Speaking after his meeting with President Muhammadu Buhari in Abuja on Wednesday, Obaseki said Edo people would rather invest privately in the ranching business. Obaseki told newsmen at the State House that the clashes between farmers and herders could be resolved with a full implementation of the National Livestock Transformation Programme (NLTP).
He, however, urged the Federal Government to “acknowledge” the Edo State model. Throwing some more light on the model of his state, Obaseki said those involved in ranching are expected to provide the land.

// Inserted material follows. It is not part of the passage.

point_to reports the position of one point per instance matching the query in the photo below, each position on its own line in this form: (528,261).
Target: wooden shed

The governor stated that during his interaction with President Buhari, he tabled his people’s opinion as regards the ranching practice. Further making a case for his state, Obaseki said the NLTP should be able to “help Edo people benefit from the funding that is now being made available for people who want to go into the livestock business and have made investments in ranches and other similar livestock programmes,”.

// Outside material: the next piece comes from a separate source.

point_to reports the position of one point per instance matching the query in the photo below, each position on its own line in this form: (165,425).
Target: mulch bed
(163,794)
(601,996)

Obaseki explained that the private view of the ranching exercise is a key reason the Edo State Government is yet to promulgate a law banning open grazing.
“As you know, most southern states have passed laws relating to open grazing but Edo State has not. Because we want to ensure that whatever laws we pass are laws that we can enforce.”

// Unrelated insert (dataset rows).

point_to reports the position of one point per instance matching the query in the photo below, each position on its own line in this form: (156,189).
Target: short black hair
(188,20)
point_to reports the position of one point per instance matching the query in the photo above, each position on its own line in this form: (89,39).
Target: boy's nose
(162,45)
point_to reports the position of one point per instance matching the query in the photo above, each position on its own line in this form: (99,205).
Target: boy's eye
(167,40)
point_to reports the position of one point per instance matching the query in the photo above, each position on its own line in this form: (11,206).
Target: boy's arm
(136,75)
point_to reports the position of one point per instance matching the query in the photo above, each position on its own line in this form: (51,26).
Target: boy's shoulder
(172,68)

At the briefing, the governor also debunked rumours suggesting that he would be returning to the All Progressives Congress (APC).
He stated that as a politician of repute, his conscience would not allow him to betray those who gave him shelter when there was a political storm.
Obaseki explained that he did not leave the APC on his own terms, but was forced out, an action he says will not allow him to leave the People’s Democratic Party (PDP)where he got support in his time of need.
“I think I’ve shown that I’m a politician with integrity and I have made it very clear that I didn’t leave the other party on my own. I was pushed out of the party, and someone else gave me cover, gave me an opportunity.
“It will not be the right thing to do to now leave who helped you, who gave you the umbrella in your storm, and then go back to the person who pushed you out.”
A Case For E-Transmission
Reacting to the Senate’s decision to reverse its earlier resolution on electronic transmission of election results, Governor Obaseki said he remains a proponent of the course.
According to the governor, PDP would not have won the last election in Edo State, but for the deployment of technology by the Independent National Electoral Commission (INEC).
“If not for the technology utilised by INEC, and God, I may not be governor today. So, I am one of those people who believe that we cannot and should not have elections in this country, going into the future, without transmitting results electronically from the polling units, because for elections to be credible, they have to be seen as transparent and once you have voted, you should be assured that your vote will count.
“With technology today, it is possible and INEC has shown it from my elections, that as soon as you voted, and the results have been counted in the polling units, then that result should be made available, such that you already know what you expect to be collated at the ward collation points.
“What has happened in many cases in the past is that people go and vote, the votes are counted in the polling units. They know, but by the time it gets to the collation point, it changes.
“But this time around, because of the transparency, everybody will see and know what they are expecting to be collated from the polling units. That is what happened in my election.
“So, I am a very strong advocate for electronic transmission of results from elections and I want to also note that from my personal experience, INEC has the capacity, INEC has the technology, and also the understanding of how these things should work,” Obaseki said.